Legislation, as in Norway and Denmark [3, 57], or guidelines as in United Kingdom and some states in USA [58, 59], raises the question of degree to which PIR should be standardised versus conducted in a flexible manner. PIR as a strict procedure might increase PIR’s feasibility and care providers’ safety when conducting an often-demanding dialogue. In a manual-based treatment organization however, PIR might be another manual to check off, risking minimizing the documented benefits of PIR reported in this review, while additionally increasing the risk of objectifying patients. The reported differences in carrying out PIR therefore, indicate that PIR cannot follow strict procedures as in a manual. Instead, PIR should be conducted in accordance with a recovery-based philosophy [10] that gives care providers the flexibility to individualise assessments regarding timeframes, participants and content.

Consequently, in addition to reflexive professional practice, care providers need to be ethically mindful and sensitive to ethically important moments in everyday practice, acknowledging them as significant [60]. In a recovery perspective, then, PIR should not be implemented as a separate procedure within organisations, but should be integrated with ethical issues, treatment philosophies, quality improvement and service development [61].

Limitations and strengths of the review

A strength of this review is that it examines a knowledge base in an area rarely explored despite professional and political guidelines recommending PIR. Another strength is the comprehensive, systematic search strategy supported by a qualified librarian and the examination of relevant reviews in both the scientific and the grey literature.
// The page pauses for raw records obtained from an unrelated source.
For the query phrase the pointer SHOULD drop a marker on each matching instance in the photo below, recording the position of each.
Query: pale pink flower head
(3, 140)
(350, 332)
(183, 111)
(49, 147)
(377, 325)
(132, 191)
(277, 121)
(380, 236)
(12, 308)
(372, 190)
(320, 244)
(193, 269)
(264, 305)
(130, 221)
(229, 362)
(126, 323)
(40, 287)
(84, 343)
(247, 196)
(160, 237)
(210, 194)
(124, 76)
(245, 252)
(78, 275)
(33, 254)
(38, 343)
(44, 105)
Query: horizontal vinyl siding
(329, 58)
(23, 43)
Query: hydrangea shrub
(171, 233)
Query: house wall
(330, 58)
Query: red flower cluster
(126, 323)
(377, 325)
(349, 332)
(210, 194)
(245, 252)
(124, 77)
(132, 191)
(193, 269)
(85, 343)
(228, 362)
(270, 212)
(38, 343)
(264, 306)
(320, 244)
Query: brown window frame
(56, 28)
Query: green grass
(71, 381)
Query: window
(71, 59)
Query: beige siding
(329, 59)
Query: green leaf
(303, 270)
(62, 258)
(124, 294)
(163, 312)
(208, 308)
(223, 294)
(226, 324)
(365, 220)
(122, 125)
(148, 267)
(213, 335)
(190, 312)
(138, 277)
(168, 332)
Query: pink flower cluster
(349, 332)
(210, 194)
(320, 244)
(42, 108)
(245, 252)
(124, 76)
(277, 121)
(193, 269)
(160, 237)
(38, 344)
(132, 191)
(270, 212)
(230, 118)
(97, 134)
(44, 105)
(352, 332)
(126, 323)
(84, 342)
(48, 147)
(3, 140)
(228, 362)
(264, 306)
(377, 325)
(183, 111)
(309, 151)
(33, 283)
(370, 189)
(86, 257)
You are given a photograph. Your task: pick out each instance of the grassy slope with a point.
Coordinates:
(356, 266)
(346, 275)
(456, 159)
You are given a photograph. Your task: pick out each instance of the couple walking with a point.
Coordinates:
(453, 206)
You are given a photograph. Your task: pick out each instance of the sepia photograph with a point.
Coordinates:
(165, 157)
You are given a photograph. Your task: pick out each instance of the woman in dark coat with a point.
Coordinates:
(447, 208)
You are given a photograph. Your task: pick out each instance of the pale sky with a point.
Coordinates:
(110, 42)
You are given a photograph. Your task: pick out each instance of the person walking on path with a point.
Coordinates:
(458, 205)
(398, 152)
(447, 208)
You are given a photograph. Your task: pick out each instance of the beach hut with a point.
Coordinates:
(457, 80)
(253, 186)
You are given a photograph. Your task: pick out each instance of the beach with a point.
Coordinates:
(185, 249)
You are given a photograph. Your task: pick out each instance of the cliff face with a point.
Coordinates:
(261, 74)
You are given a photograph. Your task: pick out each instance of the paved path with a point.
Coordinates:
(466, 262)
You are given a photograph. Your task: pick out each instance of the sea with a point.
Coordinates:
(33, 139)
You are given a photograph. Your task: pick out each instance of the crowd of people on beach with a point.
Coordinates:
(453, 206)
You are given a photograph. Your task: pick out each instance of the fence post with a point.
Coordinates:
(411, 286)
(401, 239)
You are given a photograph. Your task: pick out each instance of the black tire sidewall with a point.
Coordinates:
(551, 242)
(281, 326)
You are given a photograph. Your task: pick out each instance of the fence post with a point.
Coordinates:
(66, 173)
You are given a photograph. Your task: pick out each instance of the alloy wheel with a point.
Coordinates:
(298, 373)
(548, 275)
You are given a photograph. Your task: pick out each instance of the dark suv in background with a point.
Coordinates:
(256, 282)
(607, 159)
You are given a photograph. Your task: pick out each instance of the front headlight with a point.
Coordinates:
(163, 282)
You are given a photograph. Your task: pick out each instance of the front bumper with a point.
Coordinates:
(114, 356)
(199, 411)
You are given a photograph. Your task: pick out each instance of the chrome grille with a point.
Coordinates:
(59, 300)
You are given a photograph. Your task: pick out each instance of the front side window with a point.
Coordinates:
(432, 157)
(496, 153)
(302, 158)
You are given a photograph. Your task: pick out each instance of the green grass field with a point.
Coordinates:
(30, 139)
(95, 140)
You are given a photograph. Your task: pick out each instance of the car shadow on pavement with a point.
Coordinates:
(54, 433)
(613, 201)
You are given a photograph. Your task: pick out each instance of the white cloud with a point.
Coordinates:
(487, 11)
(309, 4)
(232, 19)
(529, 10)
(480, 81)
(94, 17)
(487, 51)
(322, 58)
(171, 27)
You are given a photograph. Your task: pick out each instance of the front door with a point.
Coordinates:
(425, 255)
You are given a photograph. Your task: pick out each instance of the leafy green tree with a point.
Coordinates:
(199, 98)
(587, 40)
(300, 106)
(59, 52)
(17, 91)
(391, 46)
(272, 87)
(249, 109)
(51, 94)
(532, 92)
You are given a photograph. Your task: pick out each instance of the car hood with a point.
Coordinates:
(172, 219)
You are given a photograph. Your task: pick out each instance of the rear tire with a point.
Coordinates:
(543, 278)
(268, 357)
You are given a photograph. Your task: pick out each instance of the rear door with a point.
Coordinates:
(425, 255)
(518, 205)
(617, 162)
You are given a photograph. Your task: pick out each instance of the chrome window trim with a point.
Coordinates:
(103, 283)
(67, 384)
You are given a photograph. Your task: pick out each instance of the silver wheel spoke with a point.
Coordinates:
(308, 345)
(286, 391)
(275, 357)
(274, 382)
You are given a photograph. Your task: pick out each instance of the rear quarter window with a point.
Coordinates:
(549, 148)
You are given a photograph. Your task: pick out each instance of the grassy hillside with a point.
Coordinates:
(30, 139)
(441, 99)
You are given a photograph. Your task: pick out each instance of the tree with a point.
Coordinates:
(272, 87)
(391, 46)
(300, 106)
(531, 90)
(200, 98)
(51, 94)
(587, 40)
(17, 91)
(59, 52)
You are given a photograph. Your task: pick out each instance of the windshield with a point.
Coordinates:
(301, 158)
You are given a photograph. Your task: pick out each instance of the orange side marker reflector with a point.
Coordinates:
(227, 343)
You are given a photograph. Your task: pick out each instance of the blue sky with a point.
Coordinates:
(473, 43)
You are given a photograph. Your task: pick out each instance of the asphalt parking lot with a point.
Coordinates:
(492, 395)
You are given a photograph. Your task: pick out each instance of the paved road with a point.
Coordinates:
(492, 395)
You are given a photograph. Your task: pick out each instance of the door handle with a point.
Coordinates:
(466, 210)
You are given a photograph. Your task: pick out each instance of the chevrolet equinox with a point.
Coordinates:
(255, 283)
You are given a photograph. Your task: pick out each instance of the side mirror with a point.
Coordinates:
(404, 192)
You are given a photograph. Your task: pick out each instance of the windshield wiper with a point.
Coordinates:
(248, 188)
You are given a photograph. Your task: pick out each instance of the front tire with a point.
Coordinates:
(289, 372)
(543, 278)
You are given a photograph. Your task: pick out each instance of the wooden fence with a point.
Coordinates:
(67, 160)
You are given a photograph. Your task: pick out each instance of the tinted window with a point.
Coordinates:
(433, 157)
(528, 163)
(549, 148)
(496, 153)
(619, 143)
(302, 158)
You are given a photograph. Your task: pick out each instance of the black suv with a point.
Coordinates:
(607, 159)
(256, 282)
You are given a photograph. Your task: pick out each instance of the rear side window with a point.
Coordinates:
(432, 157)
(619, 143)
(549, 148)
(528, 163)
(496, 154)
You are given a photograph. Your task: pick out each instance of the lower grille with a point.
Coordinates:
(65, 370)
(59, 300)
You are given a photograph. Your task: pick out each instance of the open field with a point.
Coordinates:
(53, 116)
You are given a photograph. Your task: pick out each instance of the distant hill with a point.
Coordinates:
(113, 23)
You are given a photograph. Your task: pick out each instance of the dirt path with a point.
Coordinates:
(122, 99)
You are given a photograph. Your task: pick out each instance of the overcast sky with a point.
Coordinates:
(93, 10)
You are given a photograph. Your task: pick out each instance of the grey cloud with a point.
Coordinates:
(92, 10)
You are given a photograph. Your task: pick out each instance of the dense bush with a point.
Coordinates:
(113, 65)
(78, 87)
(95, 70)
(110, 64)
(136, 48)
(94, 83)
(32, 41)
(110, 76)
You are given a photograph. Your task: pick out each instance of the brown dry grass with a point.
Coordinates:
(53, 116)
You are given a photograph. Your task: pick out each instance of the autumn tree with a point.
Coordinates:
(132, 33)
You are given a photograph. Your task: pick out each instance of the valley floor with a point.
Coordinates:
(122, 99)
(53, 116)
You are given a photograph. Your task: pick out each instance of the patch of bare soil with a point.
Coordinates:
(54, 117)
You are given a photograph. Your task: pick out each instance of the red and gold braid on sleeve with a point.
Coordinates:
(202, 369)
According to Arksey and O’Malley [25], quality assessment of the included publications is not necessary, but we consider our narrative description of the quality of the selected publications to be a strength as methodological shortcomings affect the quality of findings.

One limitation was the lack of publications explicitly examining PIR, so the inclusion criteria were changed to articles exploring PIR after restraint alone and articles exploring PIR after restraint and seclusion together. As described, variations in the studies’ design and quality required appraising and determining which studies to include. In addition, we could have missed relevant information by excluding reports published in local, non-indexed journals and books. Consultations by practitioners and patients/consumers were not included but could have produced more nuanced results [25]. We address this issue in a separate project.

Conclusion

This review of scientific literature presents PIR as an intervention with the potential to benefit patients’ recovery processes, care providers’ reflection on action, processing and organisational development. In sum, PIR seems to be promising for restraint (R) prevention and the promotion of a more professional, reflexive, ethical care culture in mental health services. To achieve these outcomes, PIR should be implemented in supportive environments with care philosophies based on human values and care providers’ ethical mindfulness.

The recovery and humanising care approach seems to offer opportunity to prevent and process restraint events, thanks to its focus on patients’ individual needs. However, its overall application needs to be further explored. In addition, it would be beneficial to further examine stakeholders’ experiences of PIRs’, and take into account both patients’ and care providers’ perspectives. The patients’ dependence on the system, especially when being compulsorily detained, can however be critical to their participation in PIRs’. Thus, this issue needs to be addressed.

In both scientific studies and in society, patients’ voices on the consequences of coercion and care improvement are underrepresented. This lack conflicts with ‘the moral claim to call attention to the necessity of honest inclusion of everyone’s perspectives in a democratic society where caring is highly participatory’ [62].